The Irish, however, voted No, but a combination of threats and bribes may cause them to vote again, the ‘right’ way.

The Czechs, whose government has just fallen, may yet save us, but do not count on it.

It is true that in 2007 David Cameron wrote “Today I will give this cast-iron guarantee: if I become PM a Conservative government will hold a referendum on any EU treaty that emerges from these negotiations….”

But my doubts about his commitment to doing anything effective were increased this week when I was told that he had got 70 Conservative MPs together and told them the EU issue did not matter.

This may or may not be true but it fits in with what a great many people believe to be his attitude.

Furthermore he forbade two eurosceptic MPs from speaking at a eurosceptic fringe meeting at the party conference when I was there last year.

He simply must stick to the commitment he gave. If he comes to power when the treaty is not yet law the referendum will be on whether to withdraw our ratification.

If it is already law, the referendum will be on whether the people accept it. If they do not accept it, Cameron will have a mandate for a massive renegotiation of the whole of our relationship with the EU.

Despite what some Conservative strategists think, the polls indicate very strong public support for dealing with the huge burdens that the EU imposes on us.

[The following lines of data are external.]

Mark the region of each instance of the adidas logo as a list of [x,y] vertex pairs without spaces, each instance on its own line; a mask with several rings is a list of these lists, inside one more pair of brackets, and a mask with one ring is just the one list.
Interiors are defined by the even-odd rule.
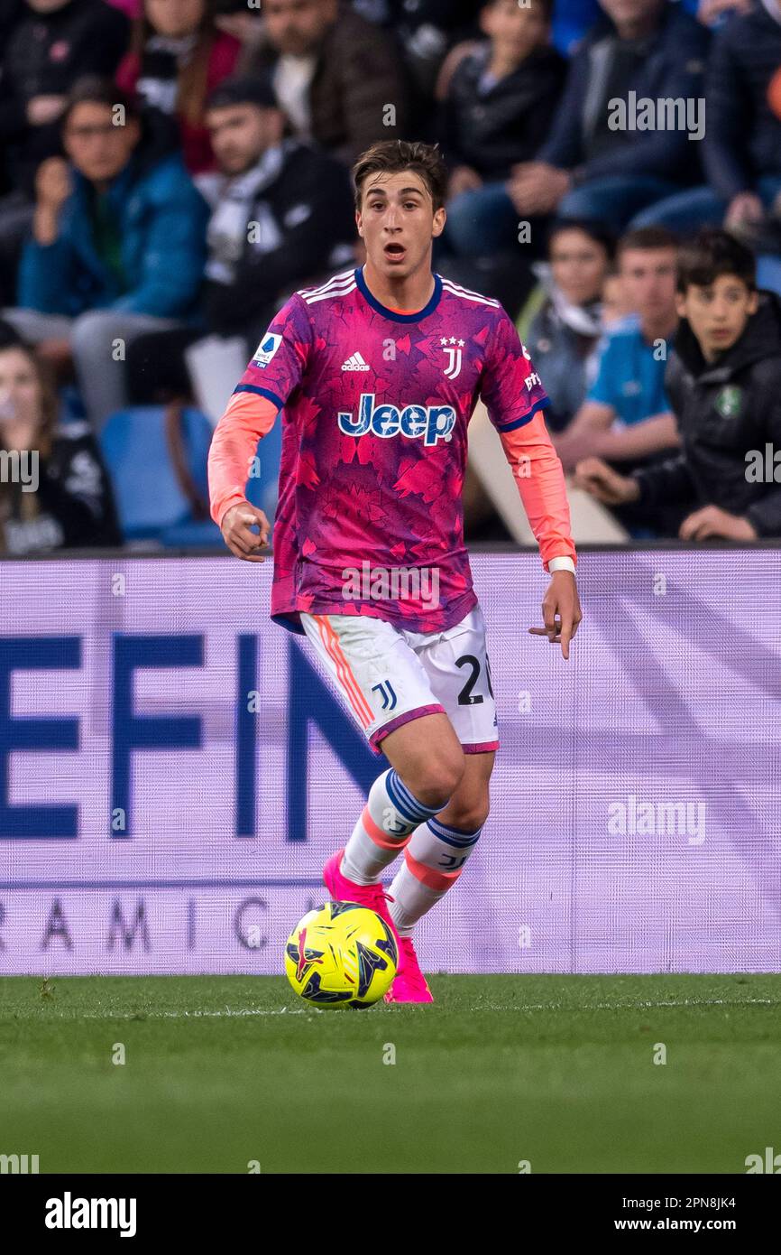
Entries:
[[342,370],[371,370],[371,366],[364,361],[360,353],[354,353],[342,365]]

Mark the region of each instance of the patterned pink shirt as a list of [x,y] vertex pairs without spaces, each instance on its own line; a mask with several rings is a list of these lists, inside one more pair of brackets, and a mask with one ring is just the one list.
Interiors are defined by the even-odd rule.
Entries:
[[272,617],[302,631],[302,610],[371,615],[432,633],[471,610],[461,489],[479,397],[508,458],[523,456],[524,428],[534,430],[529,491],[540,496],[543,535],[530,512],[532,525],[545,562],[574,556],[560,463],[542,415],[534,422],[548,398],[498,301],[436,275],[426,307],[402,314],[375,299],[361,270],[290,299],[209,454],[219,522],[243,496],[258,435],[283,410]]

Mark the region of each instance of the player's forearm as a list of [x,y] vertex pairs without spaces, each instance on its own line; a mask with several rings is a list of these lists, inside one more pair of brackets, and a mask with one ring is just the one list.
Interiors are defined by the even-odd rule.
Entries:
[[574,562],[564,472],[543,414],[513,432],[501,432],[500,438],[545,569],[554,557]]
[[209,506],[219,527],[224,513],[246,498],[257,443],[275,424],[278,409],[257,393],[234,393],[219,419],[209,448]]

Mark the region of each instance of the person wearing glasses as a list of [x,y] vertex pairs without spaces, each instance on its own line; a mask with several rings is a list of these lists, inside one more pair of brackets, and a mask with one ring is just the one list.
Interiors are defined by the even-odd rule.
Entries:
[[63,113],[68,161],[35,181],[16,309],[3,316],[58,366],[73,361],[95,430],[127,404],[134,338],[197,321],[208,206],[181,153],[160,156],[113,83],[78,83]]

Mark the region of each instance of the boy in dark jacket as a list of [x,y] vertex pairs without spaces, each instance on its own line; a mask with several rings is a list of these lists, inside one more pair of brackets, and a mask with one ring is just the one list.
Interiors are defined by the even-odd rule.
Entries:
[[687,541],[781,536],[781,301],[755,276],[753,255],[725,231],[682,248],[666,375],[682,451],[631,477],[585,458],[578,487],[605,505],[678,505]]

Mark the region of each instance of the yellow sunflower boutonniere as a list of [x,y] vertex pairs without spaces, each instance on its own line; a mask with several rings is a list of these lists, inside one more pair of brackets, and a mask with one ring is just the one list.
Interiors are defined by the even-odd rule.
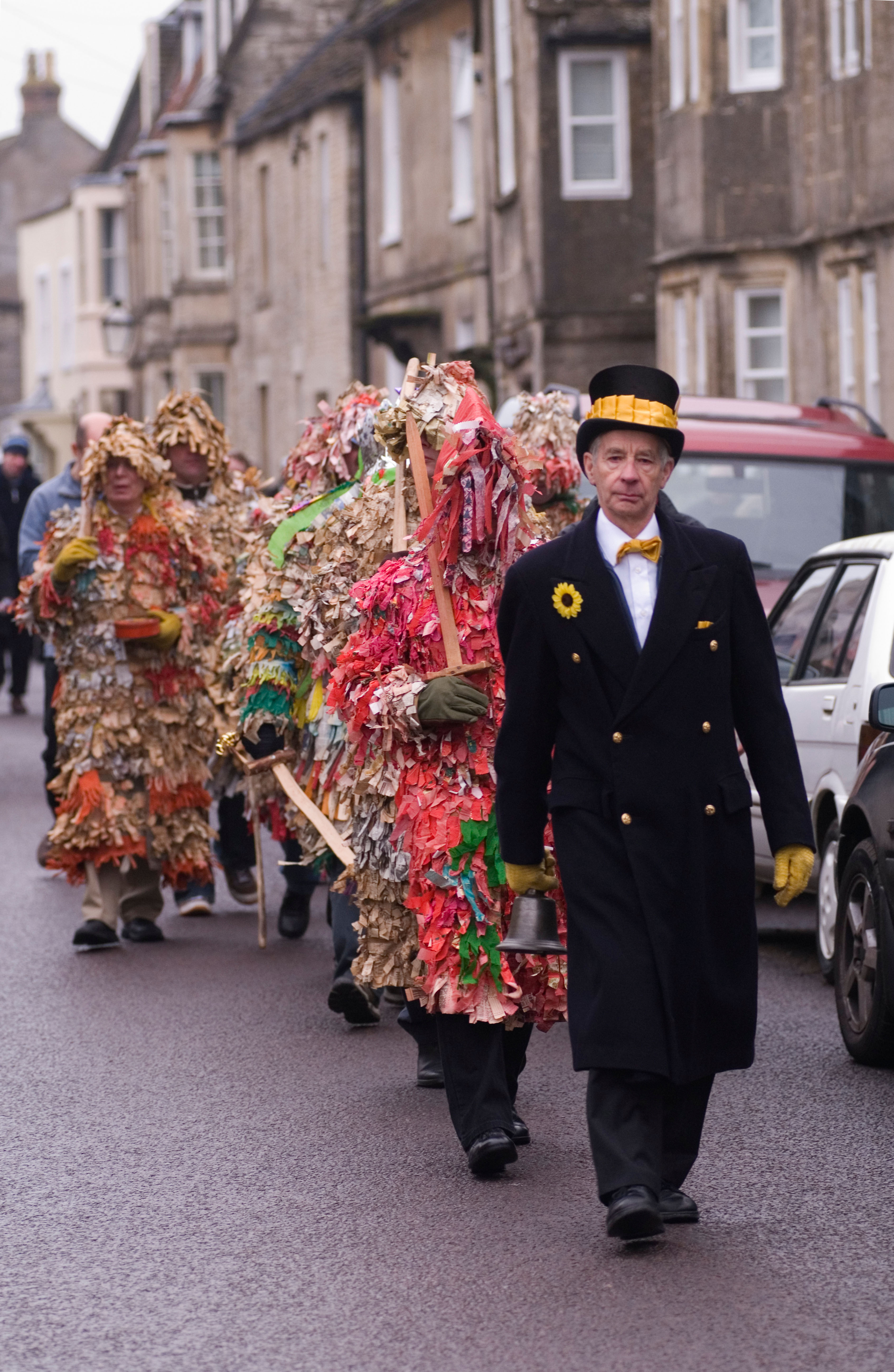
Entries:
[[584,597],[570,582],[559,582],[553,591],[553,608],[558,611],[562,619],[573,619],[575,615],[580,615],[583,604]]

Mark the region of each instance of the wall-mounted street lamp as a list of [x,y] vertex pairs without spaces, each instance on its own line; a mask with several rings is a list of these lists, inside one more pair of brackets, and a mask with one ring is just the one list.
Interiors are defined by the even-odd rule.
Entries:
[[133,314],[121,300],[112,300],[103,316],[103,342],[112,357],[129,357],[133,344]]

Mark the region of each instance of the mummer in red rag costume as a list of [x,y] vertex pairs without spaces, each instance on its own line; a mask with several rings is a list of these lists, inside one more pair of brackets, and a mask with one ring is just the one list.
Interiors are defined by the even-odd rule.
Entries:
[[141,425],[115,420],[81,475],[96,497],[49,525],[21,620],[52,639],[62,797],[48,867],[86,879],[74,941],[162,938],[159,881],[207,881],[211,702],[200,672],[221,583],[202,531]]
[[[436,1017],[450,1113],[474,1173],[516,1159],[528,1129],[514,1111],[535,1024],[565,1013],[558,958],[500,954],[510,900],[494,815],[494,744],[503,709],[495,616],[503,576],[533,538],[536,462],[469,386],[435,473],[436,506],[418,538],[440,549],[463,663],[447,665],[426,552],[389,558],[355,587],[362,613],[333,672],[357,783],[389,783],[392,842],[409,858],[406,903],[420,952],[409,995]],[[472,685],[474,683],[474,685]]]

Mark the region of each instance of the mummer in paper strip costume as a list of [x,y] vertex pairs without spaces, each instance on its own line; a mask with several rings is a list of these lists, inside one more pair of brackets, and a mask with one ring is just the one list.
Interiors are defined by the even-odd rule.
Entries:
[[451,1118],[472,1170],[485,1173],[528,1137],[514,1098],[531,1026],[565,1013],[561,959],[496,947],[511,897],[494,814],[495,616],[507,568],[535,538],[537,464],[472,384],[446,429],[435,510],[417,538],[440,546],[462,660],[485,670],[429,681],[447,660],[429,558],[413,550],[355,587],[362,623],[329,700],[348,722],[352,785],[394,804],[391,841],[407,863],[418,936],[409,995],[435,1018]]
[[[122,472],[136,490],[125,514],[114,508]],[[159,873],[174,886],[210,875],[214,719],[202,657],[218,631],[224,578],[133,420],[112,421],[90,446],[81,488],[93,502],[90,536],[78,536],[78,510],[58,514],[19,620],[51,638],[60,674],[52,782],[60,803],[48,866],[70,881],[86,877],[96,906],[97,882],[114,884],[122,864],[132,884],[143,871],[156,888]],[[130,619],[156,619],[158,632],[119,637],[117,622]],[[108,900],[103,910],[100,919]]]

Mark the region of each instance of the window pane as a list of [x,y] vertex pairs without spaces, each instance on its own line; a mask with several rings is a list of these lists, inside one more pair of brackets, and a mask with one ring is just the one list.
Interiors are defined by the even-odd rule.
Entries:
[[[572,115],[610,115],[612,63],[572,62]],[[614,173],[612,173],[614,176]],[[581,178],[583,180],[583,178]],[[587,177],[585,180],[595,180]]]
[[572,128],[575,181],[614,181],[614,128],[577,123]]
[[838,462],[718,462],[684,453],[668,495],[684,514],[740,538],[764,575],[791,576],[817,547],[843,536],[845,468]]
[[[813,639],[810,657],[804,670],[805,679],[839,675],[838,660],[842,656],[847,631],[873,576],[875,564],[845,568]],[[854,646],[854,653],[856,650]]]
[[779,329],[779,328],[782,328],[782,296],[780,295],[750,295],[749,296],[749,328],[750,329]]
[[835,571],[836,567],[832,564],[831,567],[817,567],[816,571],[810,572],[771,628],[782,682],[787,682],[795,670],[810,624]]

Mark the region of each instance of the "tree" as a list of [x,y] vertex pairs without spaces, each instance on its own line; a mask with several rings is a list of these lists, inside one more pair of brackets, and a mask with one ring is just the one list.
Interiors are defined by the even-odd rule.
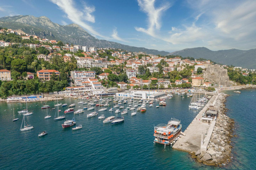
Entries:
[[197,68],[197,74],[201,74],[203,73],[203,69],[201,67]]

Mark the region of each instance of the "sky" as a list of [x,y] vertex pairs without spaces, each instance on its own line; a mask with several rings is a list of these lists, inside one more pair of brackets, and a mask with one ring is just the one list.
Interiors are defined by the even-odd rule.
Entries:
[[256,0],[9,0],[0,17],[45,16],[99,39],[169,52],[256,48]]

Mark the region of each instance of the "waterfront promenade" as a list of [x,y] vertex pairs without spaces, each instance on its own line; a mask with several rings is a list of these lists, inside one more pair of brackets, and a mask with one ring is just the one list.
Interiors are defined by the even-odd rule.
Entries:
[[195,117],[187,129],[184,131],[186,136],[181,135],[172,148],[189,152],[196,152],[201,147],[201,139],[203,134],[206,134],[211,124],[202,122],[204,113],[210,106],[214,105],[217,94],[211,93],[213,97]]

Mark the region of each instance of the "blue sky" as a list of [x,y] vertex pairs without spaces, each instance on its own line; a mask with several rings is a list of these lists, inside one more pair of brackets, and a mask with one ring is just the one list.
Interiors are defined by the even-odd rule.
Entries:
[[46,16],[98,39],[173,52],[256,48],[255,0],[9,0],[0,16]]

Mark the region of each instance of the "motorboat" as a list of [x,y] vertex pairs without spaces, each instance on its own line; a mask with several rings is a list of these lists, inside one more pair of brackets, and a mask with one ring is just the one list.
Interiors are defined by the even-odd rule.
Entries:
[[76,112],[74,112],[74,114],[80,114],[80,113],[84,113],[84,111],[83,109],[78,109],[76,110]]
[[41,133],[39,133],[38,137],[42,137],[43,136],[44,136],[45,135],[47,134],[48,133],[47,133],[47,132],[46,131],[44,131],[42,132]]
[[67,109],[67,110],[65,110],[65,111],[64,111],[64,113],[68,114],[68,113],[73,113],[74,112],[75,112],[75,110],[74,109],[74,108],[69,108],[69,109]]
[[125,114],[127,114],[127,113],[128,113],[128,112],[127,111],[123,111],[121,113],[121,115],[125,115]]
[[92,112],[87,115],[87,117],[94,117],[98,115],[98,113],[97,112]]
[[64,122],[64,123],[61,125],[62,128],[67,128],[73,126],[76,124],[76,122],[75,122],[75,117],[74,117],[72,120],[68,120]]
[[75,131],[75,130],[78,130],[78,129],[82,129],[82,125],[79,125],[79,126],[76,126],[76,128],[72,128],[72,130],[73,131]]
[[105,115],[101,115],[100,116],[98,117],[98,119],[101,120],[101,119],[103,119],[105,118]]
[[93,110],[94,109],[94,107],[90,107],[90,108],[89,108],[87,110]]
[[76,105],[75,104],[71,104],[69,106],[68,106],[68,107],[75,107],[75,106],[76,106]]
[[132,115],[132,116],[134,116],[134,115],[135,115],[137,114],[137,112],[132,112],[131,115]]
[[99,110],[98,110],[98,112],[103,112],[103,111],[106,111],[107,110],[107,108],[102,108],[100,109],[99,109]]
[[115,119],[115,118],[116,118],[116,117],[113,116],[108,117],[106,119],[105,119],[104,121],[103,121],[103,123],[111,122]]
[[42,108],[42,109],[46,109],[46,108],[50,108],[50,106],[49,105],[44,105],[41,108]]

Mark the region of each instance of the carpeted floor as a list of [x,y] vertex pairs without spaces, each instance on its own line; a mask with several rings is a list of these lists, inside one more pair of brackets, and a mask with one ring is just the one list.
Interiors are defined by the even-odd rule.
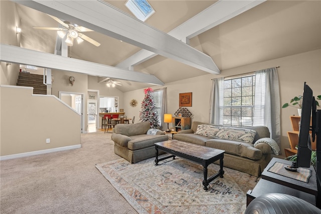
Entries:
[[[179,158],[155,166],[154,160],[133,165],[120,159],[96,167],[140,213],[244,213],[246,192],[259,180],[225,168],[224,177],[216,178],[205,191],[202,166]],[[219,170],[210,165],[209,176]]]
[[137,213],[95,167],[120,158],[110,135],[84,134],[80,149],[1,161],[0,213]]

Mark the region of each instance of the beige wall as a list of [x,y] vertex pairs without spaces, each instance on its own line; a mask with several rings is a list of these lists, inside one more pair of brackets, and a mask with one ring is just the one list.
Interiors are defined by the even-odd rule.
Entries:
[[[314,94],[321,94],[321,50],[303,53],[276,59],[266,62],[248,65],[222,71],[221,74],[208,74],[167,84],[168,113],[174,114],[179,108],[179,94],[193,92],[192,106],[187,109],[193,114],[192,121],[208,122],[209,120],[209,98],[212,86],[211,79],[223,76],[242,74],[279,66],[279,76],[281,105],[288,102],[295,95],[302,94],[303,85],[306,81],[313,90]],[[153,86],[153,89],[162,87]],[[128,104],[126,114],[139,119],[141,101],[144,98],[143,89],[124,93],[124,102],[127,104],[132,99],[136,99],[138,104],[130,107]],[[320,102],[321,103],[321,102]],[[289,148],[286,132],[291,130],[289,116],[297,115],[297,109],[288,107],[281,109],[281,150],[284,156],[284,149]],[[170,124],[170,126],[171,125]]]
[[[13,11],[14,13],[13,13]],[[16,33],[16,27],[20,26],[16,5],[10,1],[0,1],[0,43],[20,46],[21,34]],[[1,62],[0,84],[15,85],[19,72],[19,65],[6,65]]]
[[80,116],[59,99],[31,87],[0,88],[2,157],[80,144]]

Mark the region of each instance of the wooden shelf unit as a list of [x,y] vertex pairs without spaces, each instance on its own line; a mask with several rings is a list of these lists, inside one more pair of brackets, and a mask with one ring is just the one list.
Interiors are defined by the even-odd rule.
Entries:
[[189,117],[173,117],[172,123],[176,132],[191,129],[191,118]]
[[[285,157],[294,155],[297,153],[297,150],[295,149],[295,146],[297,146],[299,142],[299,123],[301,121],[301,117],[299,116],[290,116],[290,121],[292,125],[293,131],[287,132],[287,137],[289,139],[290,148],[285,148],[284,152]],[[310,132],[311,133],[311,132]],[[311,138],[312,142],[312,138]],[[315,140],[312,142],[311,147],[312,150],[315,150],[316,146],[316,138]]]

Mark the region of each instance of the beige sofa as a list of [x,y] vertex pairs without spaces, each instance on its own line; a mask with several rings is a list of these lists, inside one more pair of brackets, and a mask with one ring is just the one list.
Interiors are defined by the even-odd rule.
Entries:
[[[225,151],[224,158],[224,167],[259,177],[263,170],[271,160],[271,147],[266,143],[254,143],[258,139],[269,138],[270,132],[267,127],[263,126],[244,127],[244,129],[254,130],[255,135],[252,143],[228,139],[218,138],[215,137],[196,134],[199,125],[206,123],[193,122],[191,129],[182,130],[174,136],[174,139],[187,142],[207,146]],[[213,125],[223,127],[222,126]],[[240,127],[234,127],[237,129]]]
[[111,140],[115,143],[115,154],[131,163],[154,157],[154,143],[167,141],[169,137],[161,131],[147,134],[150,129],[150,123],[147,121],[116,125],[111,134]]

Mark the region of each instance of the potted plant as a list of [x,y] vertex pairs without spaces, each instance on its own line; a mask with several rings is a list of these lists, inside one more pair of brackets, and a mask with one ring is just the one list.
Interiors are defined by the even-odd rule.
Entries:
[[[285,108],[287,106],[292,106],[296,108],[297,108],[297,112],[299,114],[299,116],[301,116],[301,109],[302,109],[302,98],[303,96],[302,95],[299,95],[297,96],[294,96],[293,98],[291,99],[290,101],[290,103],[286,102],[282,106],[282,108]],[[315,104],[316,105],[319,106],[319,103],[316,100],[316,99],[321,99],[321,95],[319,95],[317,96],[315,100]]]
[[[290,161],[295,162],[296,161],[296,159],[297,158],[297,154],[295,154],[293,155],[291,155],[290,156],[288,156],[287,158],[285,158],[285,160],[289,160]],[[316,162],[316,151],[312,151],[311,153],[311,163],[310,165],[311,165],[313,166],[314,169],[315,169],[315,163]]]

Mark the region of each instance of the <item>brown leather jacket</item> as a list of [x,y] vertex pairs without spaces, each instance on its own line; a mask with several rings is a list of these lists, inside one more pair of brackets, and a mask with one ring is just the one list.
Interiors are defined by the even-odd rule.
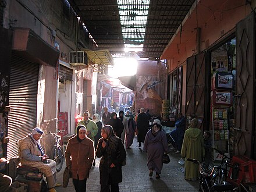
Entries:
[[89,138],[86,137],[79,143],[77,137],[69,140],[65,151],[66,163],[70,170],[70,177],[77,179],[78,175],[79,180],[84,180],[89,177],[90,169],[95,157],[94,145]]

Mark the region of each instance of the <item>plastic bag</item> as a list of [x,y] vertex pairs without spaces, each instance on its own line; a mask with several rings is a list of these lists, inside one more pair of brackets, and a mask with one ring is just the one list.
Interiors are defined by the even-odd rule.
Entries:
[[180,165],[183,165],[184,164],[185,164],[185,160],[184,160],[183,158],[181,158],[178,161],[178,163],[180,164]]

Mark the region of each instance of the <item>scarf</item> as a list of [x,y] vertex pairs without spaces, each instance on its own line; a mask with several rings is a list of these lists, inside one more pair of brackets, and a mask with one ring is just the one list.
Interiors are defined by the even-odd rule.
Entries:
[[40,140],[35,140],[34,138],[34,137],[33,137],[33,135],[32,134],[29,134],[29,136],[30,136],[30,138],[32,139],[32,140],[33,141],[33,142],[35,143],[35,144],[37,144],[37,148],[38,149],[38,150],[40,151],[40,153],[41,153],[41,155],[44,155],[44,150],[42,149],[42,146],[41,145],[41,144],[40,144]]
[[93,121],[96,123],[98,123],[99,121],[100,121],[101,120],[101,118],[99,117],[99,114],[98,113],[95,113],[93,115],[93,117],[94,116],[95,117],[95,119],[93,119]]
[[111,126],[106,125],[102,127],[102,129],[108,135],[106,146],[108,157],[111,157],[112,152],[116,152],[118,148],[118,137],[115,134],[113,128]]
[[[86,123],[86,125],[87,125],[87,123]],[[79,137],[78,136],[79,134],[79,129],[80,129],[82,128],[82,127],[86,129],[86,127],[85,126],[83,125],[80,125],[77,127],[77,129],[76,129],[76,138],[77,139],[78,142],[79,142],[79,143],[82,142],[82,141],[83,141],[84,138],[86,138],[86,137],[84,137],[83,139],[80,139]]]
[[[121,115],[121,115],[121,113],[122,113],[122,114],[123,114],[123,115],[122,115],[122,116],[121,116]],[[123,111],[119,111],[119,119],[121,119],[122,122],[123,122],[123,113],[124,113],[124,112],[123,112]]]

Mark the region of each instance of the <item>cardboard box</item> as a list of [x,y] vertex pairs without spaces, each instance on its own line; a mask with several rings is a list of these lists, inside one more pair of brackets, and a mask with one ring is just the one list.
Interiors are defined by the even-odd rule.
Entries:
[[12,183],[10,187],[10,192],[25,192],[27,190],[27,184],[18,182]]

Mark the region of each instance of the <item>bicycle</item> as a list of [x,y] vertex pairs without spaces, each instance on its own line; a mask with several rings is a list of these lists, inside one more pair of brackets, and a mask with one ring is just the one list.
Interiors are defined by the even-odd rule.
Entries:
[[228,175],[228,167],[236,167],[238,168],[239,165],[232,165],[229,163],[229,160],[232,160],[231,158],[228,157],[225,154],[225,152],[219,150],[216,148],[214,148],[214,150],[217,151],[222,156],[222,159],[221,160],[219,165],[215,166],[216,169],[217,169],[217,172],[214,173],[213,182],[215,183],[221,184],[223,182],[226,182]]
[[[199,165],[199,171],[200,173],[199,191],[237,191],[238,187],[235,187],[226,180],[222,181],[220,183],[215,182],[216,176],[214,176],[214,172],[216,169],[220,170],[220,168],[221,168],[223,165],[214,166],[211,173],[209,174],[209,172],[204,170],[202,165],[202,163],[197,159],[188,158],[187,161]],[[224,173],[224,172],[223,173]]]
[[47,133],[46,135],[48,134],[51,134],[55,140],[54,148],[51,152],[51,157],[56,162],[57,172],[59,172],[62,168],[64,158],[60,145],[61,136],[55,133],[51,133],[51,131]]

YouGov recently found that taking powers back from the EU was the second most popular thing a new Conservative could do (dealing with immigration was No 1), whilst even the BBC last week found in an opinion poll that 55% of the public support wholesale withdrawal from the EU.

It seems clear enough that a much tougher stance over Europe would actually increase, not reduce, the Conservative vote. There is another thing: It is the right thing to do.

In a way it is sad that I felt it necessary to desert the Tories for the European elections but with the views I hold, I had no choice. I shall of course vote Conservative in the local elections on the same day.